= Matthews v United Kingdom =

1999 European Court of Human Rights case

Matthews v United Kingdom is a human rights case (18 February 1999) on the right to vote, under the European Convention on Human Rights.

Gibraltarians, although EU citizens under the British Treaty of Accession, were unable to vote in elections for the European Parliament. Gibraltar is bound by EU laws and has implemented EU legislation fully and promptly, but Gibraltarians and other EU nationals resident in Gibraltar had been denied the vote in elections to the European Parliament. The reason given was that the British Government had failed to make the necessary legal arrangements and declined to do so.

In 1998 Lord Bethell moved an amendment to the European Parliamentary Elections Bill in the House of Lords, to make a provision for the right to vote for residents of Gibraltar, but it was defeated by the Labour Government, supported by the Liberal Democrats.

The Gibraltar Self-Determination Group (SDGG) took the case to the European Court of Human Rights, and won a landmark decision.

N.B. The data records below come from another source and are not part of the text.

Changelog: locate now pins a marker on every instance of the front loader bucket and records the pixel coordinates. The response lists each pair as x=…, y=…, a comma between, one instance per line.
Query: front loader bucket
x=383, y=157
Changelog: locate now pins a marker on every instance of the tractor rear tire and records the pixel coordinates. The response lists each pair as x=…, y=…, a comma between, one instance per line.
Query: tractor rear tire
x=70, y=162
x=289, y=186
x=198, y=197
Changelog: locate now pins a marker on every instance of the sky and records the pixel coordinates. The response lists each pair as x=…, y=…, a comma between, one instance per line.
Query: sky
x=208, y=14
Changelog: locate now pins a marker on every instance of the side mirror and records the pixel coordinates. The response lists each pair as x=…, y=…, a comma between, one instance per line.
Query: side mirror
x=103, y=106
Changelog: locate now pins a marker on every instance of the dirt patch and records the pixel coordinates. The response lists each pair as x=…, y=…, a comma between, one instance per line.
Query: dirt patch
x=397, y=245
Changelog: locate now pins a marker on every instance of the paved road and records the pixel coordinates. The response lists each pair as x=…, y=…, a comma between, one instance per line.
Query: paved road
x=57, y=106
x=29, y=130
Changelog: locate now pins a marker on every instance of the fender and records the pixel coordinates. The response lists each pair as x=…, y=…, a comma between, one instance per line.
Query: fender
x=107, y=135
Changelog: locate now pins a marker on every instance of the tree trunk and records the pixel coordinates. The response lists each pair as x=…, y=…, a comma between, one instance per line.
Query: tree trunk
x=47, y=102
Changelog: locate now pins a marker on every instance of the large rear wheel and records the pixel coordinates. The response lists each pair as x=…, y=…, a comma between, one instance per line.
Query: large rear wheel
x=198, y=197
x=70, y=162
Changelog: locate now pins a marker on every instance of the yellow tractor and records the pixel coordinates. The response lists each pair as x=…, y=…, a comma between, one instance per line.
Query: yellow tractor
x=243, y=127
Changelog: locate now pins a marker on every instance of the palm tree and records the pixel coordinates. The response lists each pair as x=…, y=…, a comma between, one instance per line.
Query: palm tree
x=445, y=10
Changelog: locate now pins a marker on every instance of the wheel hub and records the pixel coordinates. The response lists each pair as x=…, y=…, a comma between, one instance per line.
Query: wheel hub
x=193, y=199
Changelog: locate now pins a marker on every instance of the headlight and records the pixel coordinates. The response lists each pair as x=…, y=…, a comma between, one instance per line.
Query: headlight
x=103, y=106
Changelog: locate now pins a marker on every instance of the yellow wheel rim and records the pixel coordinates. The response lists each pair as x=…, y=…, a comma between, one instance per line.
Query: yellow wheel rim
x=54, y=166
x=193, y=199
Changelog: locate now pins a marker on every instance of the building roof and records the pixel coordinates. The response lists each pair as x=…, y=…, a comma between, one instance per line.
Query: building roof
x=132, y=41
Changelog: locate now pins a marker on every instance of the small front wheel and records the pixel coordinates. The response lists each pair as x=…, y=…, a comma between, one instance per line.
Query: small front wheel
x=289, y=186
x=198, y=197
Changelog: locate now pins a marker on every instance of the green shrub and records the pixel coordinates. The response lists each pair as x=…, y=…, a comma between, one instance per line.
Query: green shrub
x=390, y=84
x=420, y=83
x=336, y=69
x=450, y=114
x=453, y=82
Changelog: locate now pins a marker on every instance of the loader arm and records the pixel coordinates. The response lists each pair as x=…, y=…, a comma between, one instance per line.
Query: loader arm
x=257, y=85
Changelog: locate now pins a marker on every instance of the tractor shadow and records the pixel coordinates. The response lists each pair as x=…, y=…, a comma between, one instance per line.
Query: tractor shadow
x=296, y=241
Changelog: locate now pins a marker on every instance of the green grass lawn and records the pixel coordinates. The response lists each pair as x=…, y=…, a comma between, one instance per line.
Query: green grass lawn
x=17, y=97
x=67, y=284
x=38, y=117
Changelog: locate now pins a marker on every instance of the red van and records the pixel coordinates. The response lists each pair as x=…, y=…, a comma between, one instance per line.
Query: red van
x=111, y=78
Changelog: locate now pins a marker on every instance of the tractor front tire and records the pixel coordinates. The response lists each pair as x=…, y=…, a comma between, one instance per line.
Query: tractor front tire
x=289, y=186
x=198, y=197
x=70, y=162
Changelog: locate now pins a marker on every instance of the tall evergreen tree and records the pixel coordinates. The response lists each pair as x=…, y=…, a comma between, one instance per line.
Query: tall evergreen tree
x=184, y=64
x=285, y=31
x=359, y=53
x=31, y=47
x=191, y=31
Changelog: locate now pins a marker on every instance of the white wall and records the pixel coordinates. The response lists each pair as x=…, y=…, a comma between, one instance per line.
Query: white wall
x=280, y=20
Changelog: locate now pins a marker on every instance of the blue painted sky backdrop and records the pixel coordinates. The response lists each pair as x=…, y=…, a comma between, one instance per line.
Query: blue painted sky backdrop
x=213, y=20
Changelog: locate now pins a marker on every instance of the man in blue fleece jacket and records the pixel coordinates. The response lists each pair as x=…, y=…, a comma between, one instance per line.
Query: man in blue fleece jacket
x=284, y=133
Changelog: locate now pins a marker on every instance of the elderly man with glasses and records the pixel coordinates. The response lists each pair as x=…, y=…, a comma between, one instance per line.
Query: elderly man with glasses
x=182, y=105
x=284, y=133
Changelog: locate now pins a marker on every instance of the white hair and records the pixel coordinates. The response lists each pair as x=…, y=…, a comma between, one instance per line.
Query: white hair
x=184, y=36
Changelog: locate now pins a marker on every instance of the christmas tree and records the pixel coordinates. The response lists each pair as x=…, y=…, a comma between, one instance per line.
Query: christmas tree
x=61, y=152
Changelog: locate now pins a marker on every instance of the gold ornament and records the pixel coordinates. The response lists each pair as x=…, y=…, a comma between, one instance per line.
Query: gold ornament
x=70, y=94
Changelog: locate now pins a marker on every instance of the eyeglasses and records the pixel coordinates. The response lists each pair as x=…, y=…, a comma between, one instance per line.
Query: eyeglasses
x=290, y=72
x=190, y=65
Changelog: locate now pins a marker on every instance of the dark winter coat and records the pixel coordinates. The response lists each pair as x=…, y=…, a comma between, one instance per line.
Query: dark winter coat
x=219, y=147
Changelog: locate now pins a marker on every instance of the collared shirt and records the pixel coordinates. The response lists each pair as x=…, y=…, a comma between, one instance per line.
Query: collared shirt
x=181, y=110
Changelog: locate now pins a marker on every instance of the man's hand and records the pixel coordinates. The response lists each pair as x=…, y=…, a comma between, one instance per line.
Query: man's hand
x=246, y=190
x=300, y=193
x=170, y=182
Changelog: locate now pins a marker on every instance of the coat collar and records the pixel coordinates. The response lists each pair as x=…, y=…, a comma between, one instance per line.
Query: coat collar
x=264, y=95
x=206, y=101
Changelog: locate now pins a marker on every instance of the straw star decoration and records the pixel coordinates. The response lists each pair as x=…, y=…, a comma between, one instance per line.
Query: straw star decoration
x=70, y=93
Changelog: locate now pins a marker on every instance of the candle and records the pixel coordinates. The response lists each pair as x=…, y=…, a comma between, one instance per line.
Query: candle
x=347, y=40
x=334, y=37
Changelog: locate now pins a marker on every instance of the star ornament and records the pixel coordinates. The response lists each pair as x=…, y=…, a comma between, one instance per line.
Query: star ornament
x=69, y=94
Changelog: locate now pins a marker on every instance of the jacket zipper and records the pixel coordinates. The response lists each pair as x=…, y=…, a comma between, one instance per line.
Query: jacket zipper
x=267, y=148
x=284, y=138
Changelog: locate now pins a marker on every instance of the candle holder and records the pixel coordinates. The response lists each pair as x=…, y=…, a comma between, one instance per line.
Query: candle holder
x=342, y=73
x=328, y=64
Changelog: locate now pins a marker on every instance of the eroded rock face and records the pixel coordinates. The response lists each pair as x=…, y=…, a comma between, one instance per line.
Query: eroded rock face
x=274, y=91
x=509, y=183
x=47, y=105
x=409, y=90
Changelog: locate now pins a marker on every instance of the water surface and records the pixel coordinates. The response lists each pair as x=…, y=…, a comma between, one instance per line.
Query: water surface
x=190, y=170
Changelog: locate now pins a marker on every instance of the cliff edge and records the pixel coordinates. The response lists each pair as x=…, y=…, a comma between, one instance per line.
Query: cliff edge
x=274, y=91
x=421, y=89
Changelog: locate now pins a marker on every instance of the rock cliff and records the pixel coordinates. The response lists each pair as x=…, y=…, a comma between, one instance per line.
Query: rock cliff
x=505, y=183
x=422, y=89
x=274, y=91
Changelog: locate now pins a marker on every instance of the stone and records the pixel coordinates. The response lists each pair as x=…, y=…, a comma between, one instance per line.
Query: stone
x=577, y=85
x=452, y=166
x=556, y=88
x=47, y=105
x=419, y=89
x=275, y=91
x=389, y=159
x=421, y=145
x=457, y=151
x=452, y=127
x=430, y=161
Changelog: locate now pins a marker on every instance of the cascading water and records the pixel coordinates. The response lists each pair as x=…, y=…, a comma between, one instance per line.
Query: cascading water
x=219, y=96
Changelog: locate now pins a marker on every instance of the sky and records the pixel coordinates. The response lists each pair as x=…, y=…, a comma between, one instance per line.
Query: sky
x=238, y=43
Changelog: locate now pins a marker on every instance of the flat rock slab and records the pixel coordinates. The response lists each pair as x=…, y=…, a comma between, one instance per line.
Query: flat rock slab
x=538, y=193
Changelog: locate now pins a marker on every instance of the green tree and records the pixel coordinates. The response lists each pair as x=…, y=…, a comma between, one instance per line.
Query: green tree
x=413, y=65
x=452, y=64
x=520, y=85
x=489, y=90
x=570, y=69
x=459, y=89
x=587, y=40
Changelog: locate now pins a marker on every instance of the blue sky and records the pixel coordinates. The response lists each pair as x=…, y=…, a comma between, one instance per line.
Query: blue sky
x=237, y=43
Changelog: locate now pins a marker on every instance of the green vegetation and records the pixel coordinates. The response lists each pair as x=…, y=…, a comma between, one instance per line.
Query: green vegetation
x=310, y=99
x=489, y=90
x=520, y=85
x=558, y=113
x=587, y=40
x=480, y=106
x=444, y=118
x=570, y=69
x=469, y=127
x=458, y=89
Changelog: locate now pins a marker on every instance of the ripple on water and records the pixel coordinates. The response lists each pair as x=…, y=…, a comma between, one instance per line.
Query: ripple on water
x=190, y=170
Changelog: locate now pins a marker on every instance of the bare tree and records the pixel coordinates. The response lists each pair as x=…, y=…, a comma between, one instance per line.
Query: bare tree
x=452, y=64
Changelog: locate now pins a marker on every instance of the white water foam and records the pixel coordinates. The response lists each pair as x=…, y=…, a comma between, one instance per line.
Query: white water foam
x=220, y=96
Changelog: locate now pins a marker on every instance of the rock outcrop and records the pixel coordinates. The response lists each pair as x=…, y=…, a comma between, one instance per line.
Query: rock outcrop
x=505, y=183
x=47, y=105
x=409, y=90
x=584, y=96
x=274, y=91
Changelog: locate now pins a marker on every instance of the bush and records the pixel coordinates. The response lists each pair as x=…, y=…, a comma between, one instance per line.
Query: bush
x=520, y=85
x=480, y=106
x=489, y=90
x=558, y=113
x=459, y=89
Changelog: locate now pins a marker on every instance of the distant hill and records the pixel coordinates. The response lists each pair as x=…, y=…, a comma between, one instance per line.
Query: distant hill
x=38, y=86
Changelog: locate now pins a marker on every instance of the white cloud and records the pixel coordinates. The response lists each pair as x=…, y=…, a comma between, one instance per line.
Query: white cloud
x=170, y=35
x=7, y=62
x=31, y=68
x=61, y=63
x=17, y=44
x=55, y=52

The applicant, Denise Matthews, is a British citizen and resident of Gibraltar. In April 1994 she applied to be registered as a voter in the elections to the European Parliament. She was told that under the terms of the EC Act on Direct Elections of 1976 Gibraltar was not included in the franchise for those elections.

The applicant claimed that the absence of elections in Gibraltar to the European Parliament was in violation of her right to participate in elections to choose the legislature under Article 3 of Protocol No. 1. She also alleged a violation of Article 14 on the ground that she was entitled to vote in European Parliament elections anywhere in the European Union where she lived except in Gibraltar. It was common ground that Article 3 of Protocol No. 1 applied in Gibraltar.

As a consequence of this decision in 1999 and after consultation by the Electoral Commission, Gibraltar was included in the South West England constituency for the European Parliament election in 2004.

Spain took a complaint about Gibraltar participating in EU elections to the European Court of Justice, the European Union's high court, but this was unsuccessful.